An Indiana Uber driver accused of raping and killing his female passenger, Chanti Dixon, initially told police an armed Black man shot her and fled.
The shocking story was just that — a tall tale that played into an old, racist stereotype, otherwise known as “Blame a Black Man” syndrome.
Indianapolis detectives saw through the false accusation, and the perpetrator, Francisco Valadez, was arrested on Sept. 10 and charged with murder. Valadez, 29, allegedly admitted to the crime in police custody and revealed the spine-chilling details of the attack, according to a probable cause affidavit reported by local media.
On Sept 8, Dixon, 30, called an Uber to take her home after her late shift at a local strip club ended around 3:30 a.m. When she never returned, her worried family tracked her phone to the woods behind her residence, where they made a horrifying discovery.
According to court documents, Dixon had been dumped naked and was lying on her stomach. First responders pronounced her dead at the scene, and it was later discovered that she had been shot in the head.

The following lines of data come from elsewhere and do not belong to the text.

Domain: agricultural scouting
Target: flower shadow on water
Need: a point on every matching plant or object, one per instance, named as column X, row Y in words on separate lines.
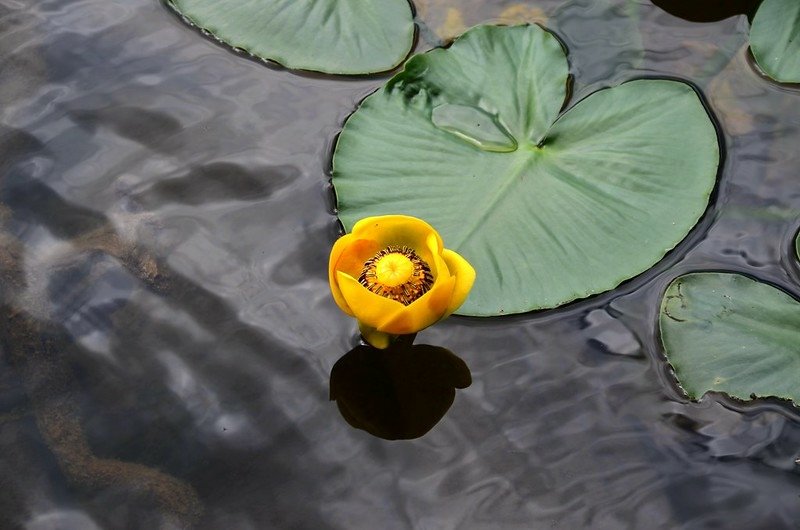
column 708, row 10
column 398, row 393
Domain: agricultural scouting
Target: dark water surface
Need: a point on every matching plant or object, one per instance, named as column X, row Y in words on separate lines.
column 168, row 333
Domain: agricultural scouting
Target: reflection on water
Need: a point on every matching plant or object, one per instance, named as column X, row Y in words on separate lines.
column 168, row 340
column 399, row 393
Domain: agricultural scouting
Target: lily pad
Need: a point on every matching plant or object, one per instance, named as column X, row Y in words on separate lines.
column 797, row 246
column 725, row 332
column 775, row 39
column 332, row 36
column 548, row 208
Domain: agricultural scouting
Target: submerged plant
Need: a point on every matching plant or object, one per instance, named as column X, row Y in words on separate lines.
column 393, row 274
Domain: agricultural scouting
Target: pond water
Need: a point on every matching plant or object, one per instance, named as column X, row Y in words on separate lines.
column 168, row 334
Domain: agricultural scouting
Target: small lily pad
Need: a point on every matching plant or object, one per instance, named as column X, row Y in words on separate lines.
column 549, row 207
column 775, row 39
column 332, row 36
column 728, row 333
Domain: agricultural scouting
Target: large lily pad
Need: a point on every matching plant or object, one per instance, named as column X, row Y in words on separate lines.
column 547, row 208
column 333, row 36
column 775, row 39
column 728, row 333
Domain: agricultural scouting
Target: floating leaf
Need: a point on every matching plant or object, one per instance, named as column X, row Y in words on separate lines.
column 568, row 206
column 797, row 246
column 728, row 333
column 333, row 36
column 775, row 39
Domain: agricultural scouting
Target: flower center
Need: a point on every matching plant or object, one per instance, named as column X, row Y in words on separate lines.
column 397, row 273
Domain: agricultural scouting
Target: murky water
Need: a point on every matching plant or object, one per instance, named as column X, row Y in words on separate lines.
column 168, row 335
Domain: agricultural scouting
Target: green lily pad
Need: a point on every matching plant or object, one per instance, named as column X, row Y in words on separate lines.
column 332, row 36
column 728, row 333
column 548, row 208
column 775, row 39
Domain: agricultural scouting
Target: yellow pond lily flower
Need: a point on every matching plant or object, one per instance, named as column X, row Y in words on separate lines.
column 394, row 275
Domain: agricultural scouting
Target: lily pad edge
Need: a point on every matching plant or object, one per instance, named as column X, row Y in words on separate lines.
column 244, row 50
column 675, row 370
column 567, row 105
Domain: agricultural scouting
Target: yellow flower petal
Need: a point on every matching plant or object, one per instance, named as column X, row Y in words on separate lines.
column 422, row 312
column 465, row 277
column 338, row 249
column 399, row 231
column 435, row 262
column 368, row 307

Dixon’s cellphones proved invaluable again as they provided the first clues about a suspect for detectives. That night, she carried two phones with her, and they were both found near her body. Luckily, her mother knew the passcodes, and authorities were able to review her last messages, which led them to the Uber driver. The two reportedly made one stop in his BMW before arriving at her home.
Detectives located Valadez’s address and quickly caught up to him. During questioning, he fabricated an elaborate story about a Black man and an armed robbery gone wrong, telling police an assailant came up to his car and opened fire.
“[Valadez] added that the suspect shot [Dixon] in the thigh and that she kicked herself out of his car and he fled the scene,” according to the probable cause affidavit. “He also said that he had cleaned the blood out of his car.”
After police reportedly questioned his mother and seized evidence from his BMW, including the possible murder weapon, the suspect was brought to the station for further interrogation, where he continued to push the story of a Black assailant along with another story.
But he eventually cracked and confessed to the crime, police said.
Valadez allegedly admitted to raping Dixon in the back of his car and becoming so enraged when she insulted his body that he pulled out his gun and shot her in the head. Police say he then dragged her out of his car and behind a barrier at the end of her dead-end street, where he had sex with her lifeless body.
“For people out there that’s doing stuff like that man did to my child because you picked up a stripper at work and thought that no one would care. We do. And you can’t do that,” the victim’s mother, Rise Dixon, told WRTV.
Thanks to the family’s efforts to track down her cellphones and the detective work by police, Valadez is now in custody on a felony murder charge, with more charges likely coming from the Marion County Prosecutor’s Office.
“This is just disgusting all around, and it did not have to happen,” said Indianapolis Metropolitan Police Chief Chris Bailey in a press conference on Sept. 10.
“This is a family that’s been ripped apart,” Bailey continued. “This woman is gone from the world unnecessarily by an evil act, and I’m glad that we were able to find this individual as quickly as we did so that he didn’t have an opportunity to perpetuate violence further in our community.”
By friends and family, Dixon is remembered as “fun-loving” and a “dedicated mother” of two children, 10 and 13.
“She was goofy, she was happy, always laughing, always caring” but was “a mom before anything … I’m still in disbelief, but I love you, girl, and forever will,” friend Sade Batey told WISH-TV.